Todos los años, a mediados de julio hasta que concluye la zafra, el cielo, los ojos, los pulmones, la ropa de toda la provincia se barnizan con hollín. La quema de cañaverales que se realiza impunemente en Tucumán desde hace décadas, deja a menudo sin luz a los comprovincianos y a aquellos argentinos conectados a las líneas de alta tensión del NOA. El 22 de julio pasado, a las 16, la línea de extra alta tensión que une Recreo (Catamarca) con la central termoeléctrica de El Bracho (Tucumán) resultó afectada por el fuego de un cañaveral, y dejó durante 20 minutos sin energía eléctrica a 85.000 tucumanos, sobre un total de 400.000 que reciben el servicio que brinda EDET, según informó el jefe de Relaciones Institucionales de esa distribuidora. El 11 de julio, entre las 21.30 y las 22, se había producido la caída de la misma línea que resultó afectada el 22, también por efecto de una quema de caña significativa. La quemazón se efectuó a diez kilómetros al sur de la central termoeléctrica. Quedaron sin luz hogares de los barrios Norte y Sur de la capital, de Banda del Río Salí, de Alderetes, de Tafí Viejo, de Acheral y de Concepción. No obstante, el directivo confía en que la tarea de la Policía con las autoridades de Medio Ambiente y los azucareros contribuyan a disminuir esta práctica deleznable.

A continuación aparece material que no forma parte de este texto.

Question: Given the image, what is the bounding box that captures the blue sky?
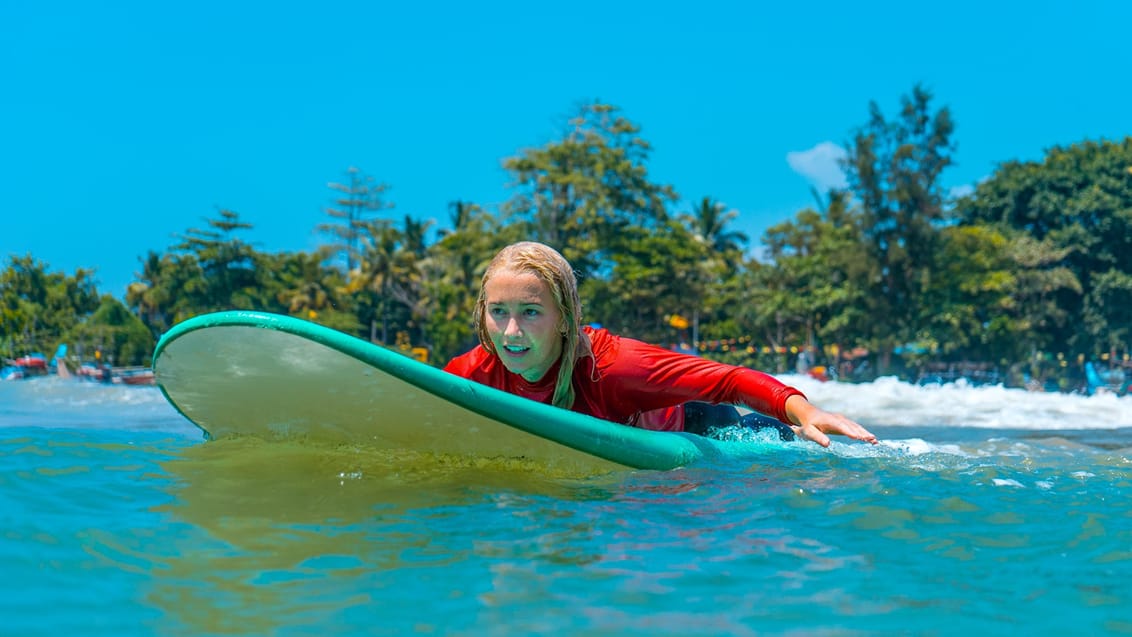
[0,0,1132,296]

Tal vez no tengan la misma creencia los bomberos voluntarios de Lules que en las últimas 72 horas, debieron apagar más de 10 focos en las cercanías de San Pablo; uno de ellos estuvo a punto de afectar a una estación transformadora y a cables de alta tensión, a dos kilómetros de la empresa Papel del Tucumán. El jefe de ese destacamento informó que desde el inicio de la zafra -en la segunda quincena de junio- debieron intervenir en 40 incendios. Los cañaverales y pastizales que ardieron el jueves se ubicaron en San Pablo y en Los Aguirre, sobre la ruta 157, en cercanías de la comuna de García Fernández, al suroeste de esta capital. En uno de ellos, de tres hectáreas, estuvieron en riesgo numerosas viviendas y un campamento de la Dirección Provincial de Vialidad.

El artículo 38 de la ley 6.253 prohíbe la quema de cañaverales como método auxiliar de la cosecha. En enero de 2007, fue reemplazada por la ley 7.459, por la cual los ingenios no pueden recibir caña quemada; en septiembre de 2009, se sancionó una norma que prescribe que quienes fuesen hallados in fraganti quemando caña de azúcar en pie, quedarían detenidos. En casi cinco años no se conocieron responsables de las quemas y en consecuencia, no hubo sancionados. La realidad demuestra que los "quemadores" -que suelen echarle la culpa a la madre naturaleza- se burlan de las leyes, de la ciudadanía y del Gobierno. ¿Se animará alguien algún día a ponerle el cascabel al gato?